3. The combinations of civilizational lives encountered in Lee’s recent works unfold alongside spatiality and the aesthetic principle of emptiness, while also engaging temporality. At the same time, they fragment into the present time in which each existence lives according to its own temporality. (Space may broadly be divided into physical space and symbolic space, and both share the common attribute of being measurable through time.) What supports this fragmentation are the various objects selected by the artist—from hangers and light bulbs to bus handles, street signs, chairs, toys, and umbrellas.
 
These objects function as devices that replicate both space and everyday life, yet they also contain a certain irony. Interwoven with variations of time and space, they attempt to uncover a silent language—a chaotic language that can never be heard amid the incessant chatter, noise, and casual talk that fill daily life. In doing so, they condense into Lee’s own language, signifying the everydayness of art that has permeated daily life much like the sounds—music—we hear each day. Within this language, we encounter images reflecting the characteristics of contemporary subjects who continuously move and resist categorization.
 
Lee’s works create synesthetic situations through “highly systematic yet improvisational and provisional spaces” that connect music and visual art. They explore the possibilities of touch centered on the body while investigating the psychology of art within everyday life. Although these works may sometimes create confusion in viewers’ perception, thought, and conceptual frameworks, they deserve attention as attempts to awaken new aesthetic values.
 
While they may not always be easily comprehensible to everyone, and while their structures of assemblage are difficult to interpret through musical scales or logic, as aesthetician Yoo Eunsun writes: “By incorporating physical and psychological constraints directly into the work, Lee allows the everydayness of life to naturally permeate art. Opposing conventional architectural designs optimized for efficiency according to function and circulation, she designs spaces in which one continuously loses one’s way and wanders. Through this process, she disrupts the routines of daily life and offers viewers both physical and psychological liberation. At the same time, Lee’s site-specific installations possess an ambivalent quality: they reveal invisible or hidden spaces while simultaneously partitioning existing open space.”
 
When these elements are juxtaposed and layered within a single space, the existing audiovisual system collapses and a new domain emerges. Within this process also lies the meaning of division, restriction, and blockage that runs counter to the conventional function of structural stability. As viewers trace the images of the “possibility of incompatibility,” they dismantle the bodily and conceptual frameworks through which they have previously situated themselves within particular categories, while simultaneously encountering a new order.
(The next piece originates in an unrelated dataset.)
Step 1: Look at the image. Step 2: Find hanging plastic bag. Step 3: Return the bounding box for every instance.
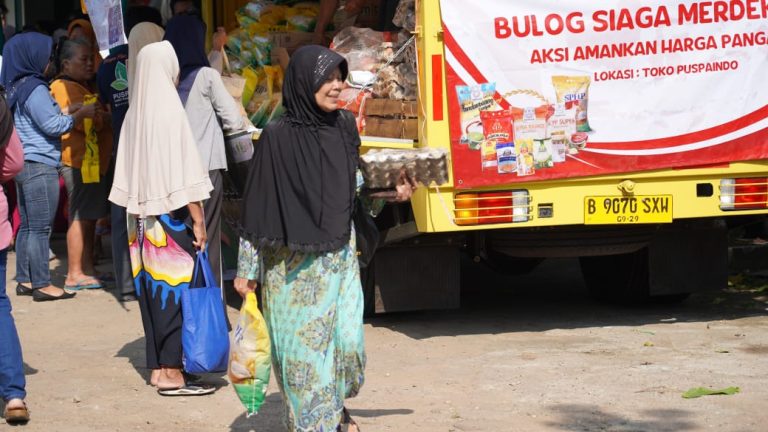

In many ways, this resonates with a semantic system akin to hermaphroditic coexistence—reflecting the contradictory, opposing, yet harmonious nature we often encounter in life.
 
In recent years, Lee’s practice has expanded considerably compared to her earlier works. As can be seen in the works presented in this exhibition at OCI Museum of Art, her approach may be said to move toward newly structuring space. Traversing both New Zealand and Korea, her work encompasses internal narratives while extending beyond cultural and physical communication, site-specificity, and even intangible temporality. In this sense, it can be understood as a narrative grounded in perceptual and cognitive experience as it passes through multiple types of spaces containing time, space, and relationality.
 
Perhaps for this reason, although I was unable to see the actual installation works prior to the exhibition while preparing this essay, the various materials sent by the artist—centered on the theme “Monochrome”—suggest that through Yona Lee’s site-specific installations, transposed spaces, and architectural installations, we will encounter unfamiliar experiences emerging from the familiar spaces and objects of everyday life. In time, we may also come to experience how these spaces, like cultivated fields, continuously transform through countless situations and responses.